Dylan Guenther, left wing/right wing, Edmonton (WHL): Guenther had 12 goals and 12 assists in 12 games and solidified his status as an elite goal-scorer capable of scoring or setting up others. At 6-1 and 175 pounds, Guenther isn’t afraid to stick his nose in the hard areas of the ice, and plays a hard game.

Matthew Beniers, center, Michigan: Beniers had a fabulous freshman season with the Wolverines (10 goals, 14 assists in 24 games) and solidified himself as an early pick. What scouts rave about is the fact Beniers is so good at both ends of the rink, which is so important in today’s NHL.

Brandt Clarke, defense, Barrie (OHL): Clarke fits the recent mold of explosive offensive defensemen who can change a game around with his ability, skating and shot. Clarke (6-1, 181 pounds) played in Slovakia this season to remain active and build his game.

Luke Hughes, defense, USNTDP: The younger brother of Quinn (Vancouver Canucks) and Jack (New Jersey Devils), Luke has bigger size (6-2, 180 pounds) than his brothers but the same level of skating and puck-moving ability. A foot injury ended his season prematurely.

Simon Edvinsson, defense, Frolunda (Sweden): The mixed reaction in December has turned more to the fact Edvinsson (6-4, 180 pounds) could be a top-three pick in some scouts’ estimations. The mobility is exceptional, but scouts feel there’s a higher ceiling that Edvinsson could reach.

Jesper Wallstedt, goaltender, Lulea (Finland): After a big season playing in juniors (2.23 GAA, .908 SVS), Wallstedt has moved up steadily in the minds of many scouts. It’s always a risk picking a goaltender high in the first round, but the calmness and poise Wallstedt plays with has impressed folks.

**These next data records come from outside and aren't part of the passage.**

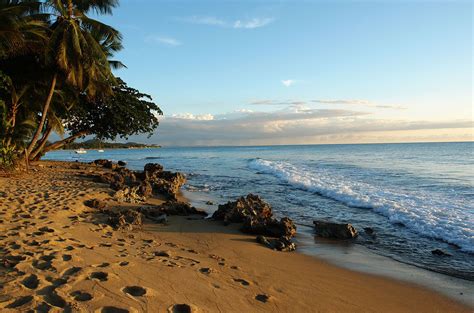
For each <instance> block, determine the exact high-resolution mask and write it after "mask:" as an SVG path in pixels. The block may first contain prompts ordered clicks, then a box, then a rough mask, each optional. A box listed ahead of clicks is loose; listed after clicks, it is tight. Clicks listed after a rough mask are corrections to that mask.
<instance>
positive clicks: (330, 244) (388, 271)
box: [183, 190, 474, 307]
mask: <svg viewBox="0 0 474 313" xmlns="http://www.w3.org/2000/svg"><path fill="white" fill-rule="evenodd" d="M199 194H201V192H193V191H188V190H184V191H183V195H184V196H185V198H186V199H188V200H189V201H190V203H191V204H192V205H194V206H196V207H199V208H202V207H204V208H205V211H206V212H208V213H210V214H212V209H214V208H213V206H209V205H206V204H205V202H206V201H208V200H211V199H208V198H206V197H199V196H198V195H199ZM202 196H205V195H204V194H203V195H202ZM296 225H297V227H298V231H297V234H296V236H295V239H296V243H297V249H296V251H295V252H296V253H299V254H303V255H306V256H311V257H313V258H315V259H317V260H319V261H325V262H328V263H329V264H331V265H334V266H337V267H340V268H344V269H347V270H351V271H355V272H359V273H365V274H369V275H375V276H379V277H383V278H387V279H394V280H397V281H401V282H406V283H411V284H415V285H418V286H421V287H423V288H428V289H430V290H434V291H436V292H439V293H441V294H443V295H445V296H447V297H450V298H452V299H455V300H456V301H459V302H461V303H464V304H466V305H469V306H472V307H474V282H472V281H470V280H467V279H463V278H459V277H455V276H450V275H447V274H444V273H439V272H436V271H430V270H428V269H425V268H423V267H418V266H416V265H413V264H410V263H405V262H403V261H400V260H396V259H393V258H391V257H389V256H385V255H382V254H378V253H376V252H374V251H372V250H370V249H368V248H367V247H365V246H363V245H360V244H357V243H351V242H345V241H337V240H327V239H326V240H325V239H323V238H317V237H315V235H314V229H313V227H310V226H307V225H301V224H296ZM295 252H293V253H295ZM387 264H388V266H387Z"/></svg>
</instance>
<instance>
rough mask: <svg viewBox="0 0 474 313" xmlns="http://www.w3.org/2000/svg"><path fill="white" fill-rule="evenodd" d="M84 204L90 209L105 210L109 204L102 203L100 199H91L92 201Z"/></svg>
mask: <svg viewBox="0 0 474 313" xmlns="http://www.w3.org/2000/svg"><path fill="white" fill-rule="evenodd" d="M84 204H85V205H86V206H88V207H90V208H93V209H99V210H101V209H103V208H105V207H106V206H107V204H106V203H105V202H104V201H102V200H98V199H90V200H86V201H84Z"/></svg>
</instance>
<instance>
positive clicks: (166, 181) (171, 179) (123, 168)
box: [92, 159, 186, 203]
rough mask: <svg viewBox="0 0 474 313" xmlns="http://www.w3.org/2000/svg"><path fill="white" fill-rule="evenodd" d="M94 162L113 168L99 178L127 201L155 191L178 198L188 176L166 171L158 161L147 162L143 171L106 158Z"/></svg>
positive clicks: (123, 198) (185, 182)
mask: <svg viewBox="0 0 474 313" xmlns="http://www.w3.org/2000/svg"><path fill="white" fill-rule="evenodd" d="M92 163H93V164H95V165H98V166H103V167H104V168H109V169H112V170H113V172H112V173H110V172H107V173H103V174H102V175H100V176H99V178H98V180H99V181H100V182H103V183H107V184H109V185H110V188H112V189H114V190H116V191H117V192H119V193H118V194H116V198H119V199H121V198H123V199H124V201H126V202H132V203H135V199H138V198H140V197H143V198H148V197H150V196H152V194H153V193H157V194H164V195H165V196H167V197H168V198H170V199H172V200H177V195H178V193H179V189H180V188H181V187H182V186H183V185H184V184H185V183H186V177H185V176H184V175H183V174H182V173H178V172H176V173H174V172H170V171H164V170H163V166H161V165H160V164H158V163H148V164H146V165H145V167H144V171H143V172H135V171H131V170H129V169H127V168H125V167H122V166H120V165H119V164H115V163H113V162H112V161H109V160H105V159H98V160H95V161H94V162H92ZM120 164H121V165H125V164H126V163H125V162H120ZM127 188H128V190H127ZM128 194H130V196H128ZM135 195H136V196H137V197H136V196H135Z"/></svg>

Kent Johnson, center, Michigan: Yet another Wolverine who did nothing to disprove he’s a first-round pick this summer. Johnson had 27 points in 26 games and can produce jaw-dropping goals with his ability. He’s not big (6-1, 165 pounds) but he can break open games.

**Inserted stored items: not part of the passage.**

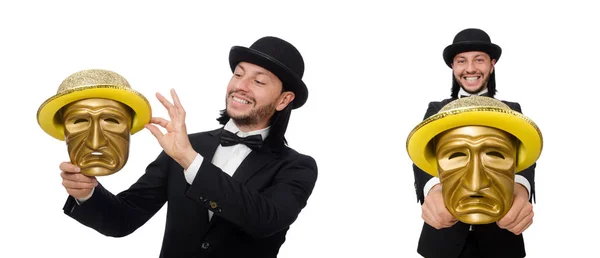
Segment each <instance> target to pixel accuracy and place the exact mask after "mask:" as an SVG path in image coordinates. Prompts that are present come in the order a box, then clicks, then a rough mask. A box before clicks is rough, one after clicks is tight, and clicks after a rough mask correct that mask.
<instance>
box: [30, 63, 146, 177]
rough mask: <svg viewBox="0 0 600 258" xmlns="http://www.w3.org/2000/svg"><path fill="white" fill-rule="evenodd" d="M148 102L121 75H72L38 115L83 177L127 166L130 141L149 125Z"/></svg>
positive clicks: (115, 74) (67, 77)
mask: <svg viewBox="0 0 600 258" xmlns="http://www.w3.org/2000/svg"><path fill="white" fill-rule="evenodd" d="M151 116H152V109H151V107H150V104H149V103H148V100H147V99H146V98H145V97H144V96H143V95H142V94H141V93H139V92H137V91H135V90H133V89H132V88H131V86H130V85H129V83H128V82H127V80H125V78H123V77H122V76H121V75H119V74H117V73H115V72H112V71H108V70H102V69H90V70H83V71H79V72H76V73H74V74H72V75H70V76H69V77H67V78H66V79H65V80H64V81H63V82H62V83H61V84H60V86H59V88H58V91H57V92H56V94H55V95H54V96H52V97H50V98H48V99H47V100H46V101H45V102H44V103H43V104H42V105H41V106H40V108H39V109H38V113H37V120H38V124H39V125H40V127H41V128H42V129H43V130H44V132H46V133H47V134H49V135H50V136H52V137H54V138H56V139H58V140H60V141H65V142H66V144H67V150H68V154H69V158H70V160H71V163H73V164H75V165H77V166H79V167H80V168H81V173H82V174H84V175H87V176H105V175H110V174H113V173H116V172H117V171H119V170H120V169H122V168H123V166H125V164H126V163H127V159H128V156H129V144H130V136H131V135H133V134H135V133H137V132H139V131H140V130H142V129H143V128H144V125H145V124H147V123H149V122H150V118H151Z"/></svg>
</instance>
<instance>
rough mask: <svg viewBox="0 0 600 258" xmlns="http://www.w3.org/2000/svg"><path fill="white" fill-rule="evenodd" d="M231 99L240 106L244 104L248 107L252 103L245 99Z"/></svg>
mask: <svg viewBox="0 0 600 258" xmlns="http://www.w3.org/2000/svg"><path fill="white" fill-rule="evenodd" d="M231 99H232V100H233V101H235V102H237V103H240V104H244V105H248V104H250V101H248V100H245V99H241V98H238V97H236V96H231Z"/></svg>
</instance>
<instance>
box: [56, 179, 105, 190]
mask: <svg viewBox="0 0 600 258" xmlns="http://www.w3.org/2000/svg"><path fill="white" fill-rule="evenodd" d="M63 186H64V187H65V188H67V189H92V188H94V187H96V186H97V182H96V181H93V182H81V181H72V180H66V179H65V180H63Z"/></svg>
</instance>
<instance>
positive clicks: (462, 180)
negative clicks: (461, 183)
mask: <svg viewBox="0 0 600 258" xmlns="http://www.w3.org/2000/svg"><path fill="white" fill-rule="evenodd" d="M462 185H463V187H464V188H465V189H467V190H469V191H471V192H475V193H476V192H479V191H480V190H482V189H485V188H488V187H490V179H489V178H488V177H487V175H486V173H485V171H484V169H483V164H482V162H481V157H479V156H477V157H476V158H475V159H473V162H472V163H471V165H470V166H469V170H468V171H467V173H466V174H465V176H464V177H463V179H462Z"/></svg>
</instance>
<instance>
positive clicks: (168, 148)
mask: <svg viewBox="0 0 600 258" xmlns="http://www.w3.org/2000/svg"><path fill="white" fill-rule="evenodd" d="M156 97H157V98H158V100H159V101H160V103H162V104H163V106H164V107H165V108H166V109H167V111H168V112H169V117H170V118H171V121H169V120H166V119H163V118H160V117H153V118H152V119H151V120H150V123H152V124H158V125H159V126H161V127H163V128H165V129H166V130H167V133H166V134H164V135H163V134H162V132H161V131H160V130H159V129H158V127H156V126H155V125H152V124H146V125H145V127H146V129H148V130H150V132H151V133H152V134H153V135H154V137H156V139H157V140H158V142H159V143H160V146H161V147H162V148H163V150H164V151H165V152H166V153H167V155H169V156H170V157H171V158H173V159H174V160H175V161H177V163H179V165H181V166H182V167H183V168H184V169H187V168H188V167H189V166H190V164H192V161H194V158H196V155H197V154H198V153H197V152H196V151H194V149H193V148H192V145H191V144H190V140H189V138H188V134H187V129H186V127H185V110H184V109H183V106H181V103H180V102H179V97H178V96H177V93H175V90H174V89H171V97H173V103H174V104H171V102H169V101H168V100H167V99H166V98H165V97H163V96H162V95H160V93H156Z"/></svg>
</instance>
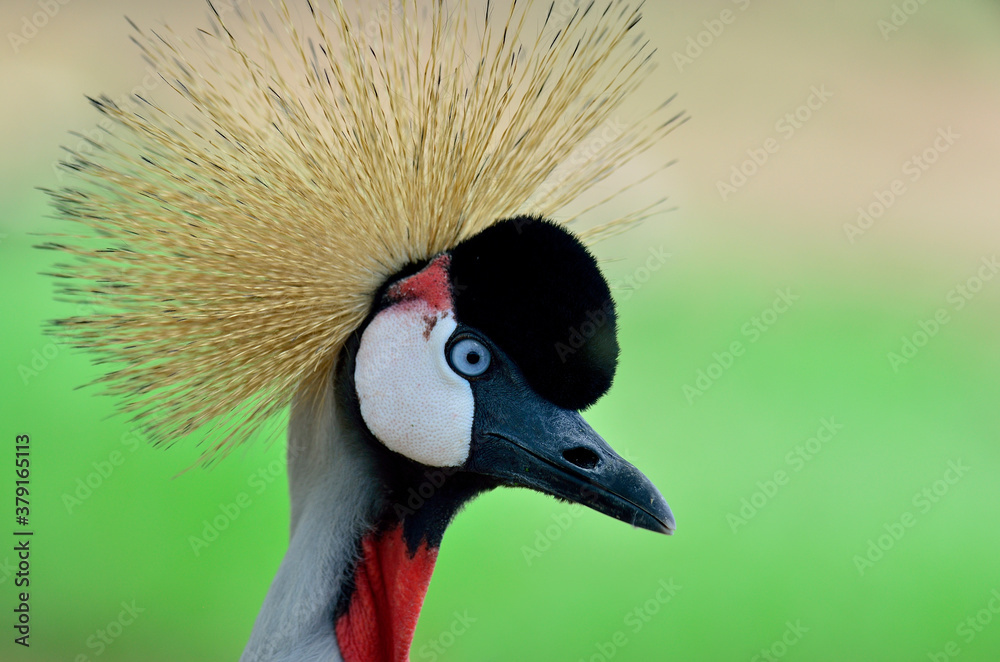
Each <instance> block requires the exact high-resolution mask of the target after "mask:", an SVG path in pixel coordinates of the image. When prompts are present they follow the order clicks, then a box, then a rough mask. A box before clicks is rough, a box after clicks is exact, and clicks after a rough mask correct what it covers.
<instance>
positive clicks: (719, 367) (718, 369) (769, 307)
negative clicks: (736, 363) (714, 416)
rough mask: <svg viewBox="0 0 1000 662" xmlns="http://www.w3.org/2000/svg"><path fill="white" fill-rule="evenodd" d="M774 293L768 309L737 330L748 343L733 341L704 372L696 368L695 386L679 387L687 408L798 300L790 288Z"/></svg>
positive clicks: (729, 344) (715, 355)
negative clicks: (736, 359) (775, 296)
mask: <svg viewBox="0 0 1000 662" xmlns="http://www.w3.org/2000/svg"><path fill="white" fill-rule="evenodd" d="M775 293H776V294H777V295H778V296H777V297H776V298H775V299H774V301H773V302H772V303H771V305H770V306H768V307H767V308H765V309H764V310H763V311H761V313H760V314H759V315H754V316H753V317H751V318H750V321H748V322H746V323H745V324H743V325H742V326H741V327H740V334H741V335H742V336H743V337H745V338H747V339H748V340H747V343H746V344H744V343H743V342H742V341H740V340H734V341H733V342H731V343H729V345H728V346H727V347H726V349H724V350H723V351H722V353H721V354H720V353H719V352H713V353H712V359H713V360H712V362H711V363H709V364H708V365H707V366H706V367H704V368H699V369H698V372H697V373H695V379H694V385H691V384H684V385H683V386H682V387H681V391H682V392H683V393H684V397H685V398H686V399H687V402H688V404H689V405H693V404H694V401H695V400H696V399H697V398H700V397H702V396H704V395H705V393H706V392H707V391H708V390H709V389H710V388H712V386H713V385H714V384H715V383H716V382H717V381H719V379H721V378H722V376H723V375H724V374H726V372H728V371H729V370H730V369H731V368H732V367H733V365H734V364H735V363H736V359H738V358H740V357H741V356H743V355H744V354H746V350H747V347H748V345H752V344H753V343H755V342H757V341H758V340H760V339H761V338H762V337H763V336H764V334H765V333H767V332H768V331H769V330H770V329H771V328H772V327H773V326H774V325H775V324H776V323H777V322H778V319H780V317H781V316H782V315H784V314H785V313H787V312H788V311H789V310H790V309H791V307H792V306H793V305H794V304H795V302H796V301H798V300H799V295H798V294H792V289H791V288H790V287H786V288H785V289H783V290H782V289H778V290H775Z"/></svg>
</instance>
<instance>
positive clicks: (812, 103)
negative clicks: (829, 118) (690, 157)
mask: <svg viewBox="0 0 1000 662" xmlns="http://www.w3.org/2000/svg"><path fill="white" fill-rule="evenodd" d="M832 98H833V92H831V91H829V90H828V89H826V85H820V86H818V87H817V86H816V85H813V86H812V87H810V88H809V96H807V97H806V100H805V101H804V102H802V104H801V105H799V106H797V107H796V108H795V109H794V110H792V111H789V112H787V113H785V114H784V115H782V116H781V117H780V118H779V119H778V121H776V122H775V123H774V131H775V132H776V133H777V134H778V136H779V138H780V140H779V138H775V137H773V136H772V137H769V138H766V139H765V140H764V142H763V144H761V145H760V146H759V147H748V148H747V150H746V154H747V158H746V159H745V160H743V161H742V162H741V163H739V164H738V165H733V166H732V167H730V169H729V179H726V180H723V179H719V180H716V182H715V188H716V190H717V191H718V192H719V197H720V198H722V201H723V202H726V201H727V200H729V198H730V197H731V196H732V195H733V194H734V193H736V192H737V191H738V190H740V189H741V188H743V187H744V186H746V184H747V182H749V181H750V180H751V179H752V178H753V177H754V176H755V175H757V173H759V172H760V169H761V168H763V167H764V165H765V164H766V163H767V162H768V161H769V160H770V159H771V157H772V156H774V155H775V154H777V153H778V152H779V151H780V150H781V144H782V142H788V141H789V140H791V139H792V138H793V137H795V134H796V133H798V131H799V130H800V129H801V128H802V127H804V126H805V125H806V122H808V121H809V120H811V119H812V118H813V115H814V114H815V113H816V111H818V110H819V109H820V108H822V107H823V106H825V105H826V103H827V102H828V101H829V100H830V99H832Z"/></svg>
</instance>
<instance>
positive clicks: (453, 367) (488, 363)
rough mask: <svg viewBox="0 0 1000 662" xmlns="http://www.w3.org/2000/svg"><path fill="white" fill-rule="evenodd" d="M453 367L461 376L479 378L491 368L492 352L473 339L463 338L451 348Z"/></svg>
mask: <svg viewBox="0 0 1000 662" xmlns="http://www.w3.org/2000/svg"><path fill="white" fill-rule="evenodd" d="M449 359H450V361H451V367H452V368H454V369H455V372H457V373H458V374H460V375H464V376H466V377H478V376H479V375H481V374H483V373H484V372H486V369H487V368H489V367H490V350H488V349H486V345H484V344H483V343H481V342H479V341H478V340H474V339H473V338H463V339H461V340H459V341H458V342H457V343H455V344H454V345H452V346H451V354H450V355H449Z"/></svg>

William Eklund, center, Djurgardens (Sweden): Some scouts had reservations about Eklund because of size (5-9, 175 pounds) but he more than held his own going against men in the Swedish Hockey League (23 points in 40 games). He’s considered a fine pick considering his energy level and skating ability.

Carson Lambos, defense, Winnipeg (WHL): An injury that apparently will need surgery — Lambos was playing in Finland this winter — could cause some scouts to pause. But at 6-1 and 200 pounds and with a strong defensive game, Lambos should land somewhere in the middle of the first round.

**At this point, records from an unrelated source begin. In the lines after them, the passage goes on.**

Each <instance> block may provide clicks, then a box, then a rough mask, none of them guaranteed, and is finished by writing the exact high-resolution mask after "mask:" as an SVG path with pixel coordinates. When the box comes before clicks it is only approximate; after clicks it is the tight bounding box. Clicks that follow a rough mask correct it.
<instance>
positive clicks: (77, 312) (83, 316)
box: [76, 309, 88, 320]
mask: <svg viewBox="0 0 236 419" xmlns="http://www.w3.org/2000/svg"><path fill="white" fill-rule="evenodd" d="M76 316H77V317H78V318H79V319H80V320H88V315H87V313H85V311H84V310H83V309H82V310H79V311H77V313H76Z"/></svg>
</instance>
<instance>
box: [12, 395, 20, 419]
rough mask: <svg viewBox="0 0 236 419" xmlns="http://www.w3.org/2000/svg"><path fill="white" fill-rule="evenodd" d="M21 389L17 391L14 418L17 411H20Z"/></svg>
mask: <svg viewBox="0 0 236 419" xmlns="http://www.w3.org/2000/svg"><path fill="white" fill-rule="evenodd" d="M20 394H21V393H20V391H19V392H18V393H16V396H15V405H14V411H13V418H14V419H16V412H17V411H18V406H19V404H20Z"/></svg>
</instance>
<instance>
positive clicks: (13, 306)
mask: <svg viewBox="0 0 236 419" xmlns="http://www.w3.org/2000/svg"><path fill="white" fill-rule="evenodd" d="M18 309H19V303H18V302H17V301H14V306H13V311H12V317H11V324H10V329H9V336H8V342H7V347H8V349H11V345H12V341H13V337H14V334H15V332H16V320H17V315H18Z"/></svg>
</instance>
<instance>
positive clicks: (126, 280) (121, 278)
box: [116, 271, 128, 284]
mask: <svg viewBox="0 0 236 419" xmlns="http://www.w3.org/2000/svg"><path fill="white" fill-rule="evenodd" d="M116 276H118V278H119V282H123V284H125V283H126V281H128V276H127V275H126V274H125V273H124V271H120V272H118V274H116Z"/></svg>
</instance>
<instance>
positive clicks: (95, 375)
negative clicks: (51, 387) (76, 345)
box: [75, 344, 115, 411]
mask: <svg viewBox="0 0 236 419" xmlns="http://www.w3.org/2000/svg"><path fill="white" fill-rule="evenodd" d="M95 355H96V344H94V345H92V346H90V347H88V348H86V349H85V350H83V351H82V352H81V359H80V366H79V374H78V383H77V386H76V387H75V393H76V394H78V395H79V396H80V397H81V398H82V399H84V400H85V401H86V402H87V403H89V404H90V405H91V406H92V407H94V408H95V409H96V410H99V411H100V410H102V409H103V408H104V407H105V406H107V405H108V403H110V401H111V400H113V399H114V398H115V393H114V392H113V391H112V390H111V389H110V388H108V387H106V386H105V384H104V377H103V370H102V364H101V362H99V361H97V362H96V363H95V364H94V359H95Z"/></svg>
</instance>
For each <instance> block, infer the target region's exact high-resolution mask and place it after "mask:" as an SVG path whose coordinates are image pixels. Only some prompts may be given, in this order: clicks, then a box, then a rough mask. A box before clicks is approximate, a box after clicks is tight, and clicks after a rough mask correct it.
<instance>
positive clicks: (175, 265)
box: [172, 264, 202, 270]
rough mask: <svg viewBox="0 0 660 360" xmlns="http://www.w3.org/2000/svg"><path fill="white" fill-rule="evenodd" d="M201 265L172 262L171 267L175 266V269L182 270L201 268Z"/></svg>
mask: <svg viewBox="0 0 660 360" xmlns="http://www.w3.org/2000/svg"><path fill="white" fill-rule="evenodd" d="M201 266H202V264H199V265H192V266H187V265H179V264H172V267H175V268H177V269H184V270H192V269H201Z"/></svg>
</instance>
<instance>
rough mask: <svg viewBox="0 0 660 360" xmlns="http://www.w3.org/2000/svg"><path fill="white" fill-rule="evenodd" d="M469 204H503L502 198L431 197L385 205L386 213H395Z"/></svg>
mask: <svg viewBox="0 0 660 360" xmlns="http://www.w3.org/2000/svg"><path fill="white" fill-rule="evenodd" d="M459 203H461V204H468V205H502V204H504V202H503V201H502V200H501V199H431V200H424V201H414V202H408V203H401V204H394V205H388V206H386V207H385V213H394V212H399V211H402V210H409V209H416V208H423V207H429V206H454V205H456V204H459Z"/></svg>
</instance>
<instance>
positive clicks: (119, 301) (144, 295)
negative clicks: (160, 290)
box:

Chaz Lucius, center, USNTDP: An injury delayed his season, but once Lucius (6-foot, 175 pounds) returned he produced offense (18 points in 12 games). He could move further up because of potential.

Daniil Chayka, defense, Guelph (OHL): He’s an old-school defenseman who isn’t likely to make major headlines with his offensive ability, but Chayka knows to prevent goals on the other end. He has a good frame (6-2, 185 pounds) and could be a good, safe pick for someone later in the first round.

Cole Sillinger, left wing, Medicine Hat (WHL): The son of former Red Wing Mike Sillinger, Cole plays with the same type of tenacity. But unlike his dad, Cole (6-foot, 187 pounds) has a fine offensive game, tallying 46 points in 31 games in Sioux City (USHL).

Aatu Raty, center, Karpat (Finland): A fascinating case. Two years ago, Raty (6-2, 180 pounds) was considered the top prospect in this class. But his stick has been steadily dropping to the point Raty (six points in 35 games) could be a late first-round pick.

Sebastian Cossa, goaltender, Edmonton (WHL): Cossa got to play this season and scouts were impressed with the 6-6, 210-pound giant, who starred in 15 games (1.46 GAA, .945 SVS).